В Биазе в 50-е отбывал ссылку и работал в местной школе белорусский писатель Сергей Граховский. У нас в Остяце в начале шестидесятых вместе с другими студентами трудился в колхозе будущий писатель Виктор Лихоносов, который впоследствии написал книгу «Чалдонки», теперь известную любому жителю.
 Прототипы героев книги Виктора Ивановича и до сих пор живут на моей малой родине. Одна из них – Ольга Ивановна Панова, прообраз знаменитой Оньки. Ольга Ивановна много лет была моей соседкой. Соседи после родни в деревне – самые близкие люди. И помогут, если нужно, и совет добрый дадут, и отругают, если что не так.

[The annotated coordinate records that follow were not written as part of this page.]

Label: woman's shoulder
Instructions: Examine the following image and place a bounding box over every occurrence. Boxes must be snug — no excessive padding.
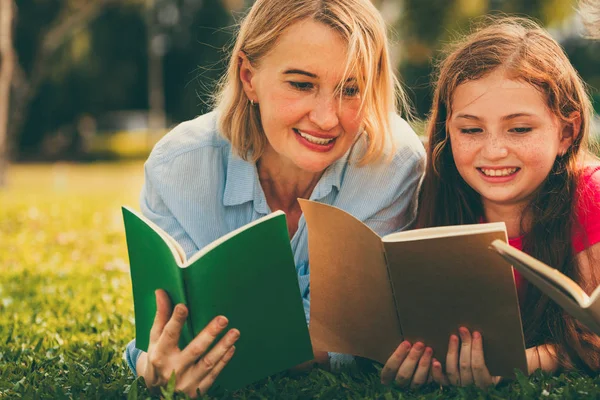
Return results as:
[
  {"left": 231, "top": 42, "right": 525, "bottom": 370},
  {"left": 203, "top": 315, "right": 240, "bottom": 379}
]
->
[
  {"left": 146, "top": 111, "right": 229, "bottom": 169},
  {"left": 388, "top": 113, "right": 425, "bottom": 163}
]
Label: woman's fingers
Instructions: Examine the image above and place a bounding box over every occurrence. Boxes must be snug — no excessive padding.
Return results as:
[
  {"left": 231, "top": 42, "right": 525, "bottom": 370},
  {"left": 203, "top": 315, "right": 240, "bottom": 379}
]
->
[
  {"left": 381, "top": 340, "right": 411, "bottom": 385},
  {"left": 431, "top": 358, "right": 450, "bottom": 386},
  {"left": 410, "top": 347, "right": 433, "bottom": 388},
  {"left": 446, "top": 335, "right": 460, "bottom": 386},
  {"left": 192, "top": 329, "right": 240, "bottom": 381},
  {"left": 395, "top": 342, "right": 425, "bottom": 386},
  {"left": 458, "top": 327, "right": 473, "bottom": 386},
  {"left": 150, "top": 289, "right": 173, "bottom": 344},
  {"left": 154, "top": 304, "right": 188, "bottom": 357},
  {"left": 180, "top": 315, "right": 233, "bottom": 368},
  {"left": 198, "top": 346, "right": 235, "bottom": 394}
]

 Ольга Ивановна и подруга ее тетя Шура Панькова – из таких. Веселые, остроязыкие, работящие и открытые, они не раз поддерживали меня морально, делились редкими экземплярами цветов из своей садовой коллекции. Обе высокие, статные, румяные, напоминают они мне русских сказочных красавиц Василис Прекрасных или Ярославну из «Слова о полку Игореве». Недаром имя у Ольги Ивановны такое княжеское – Ольга, что в переводе означает «священная». Недаром увидел в ней Лихоносов героиню своей будущей повести. Противоположностью Ольги Ивановны является другая соседка – тетя Таня Веселова. Имя ей – Нежность и Доброта. Когда-то работала Татьяна Яковлевна в детском саду нянечкой, и ребятишки просто обожали ее за заботу и ласку, которыми она их награждала в изобилии.
 Нет уже на Земле Дины Никаноровны Лаптевой, тети Фроси Корецкой, а память все хранит их образы. Дина Никаноровна была библиотекарем и до безумия любила свое дело. Где могла, там и пропагандировала книгу: и на местном радио, и в школе, и на полевом стане.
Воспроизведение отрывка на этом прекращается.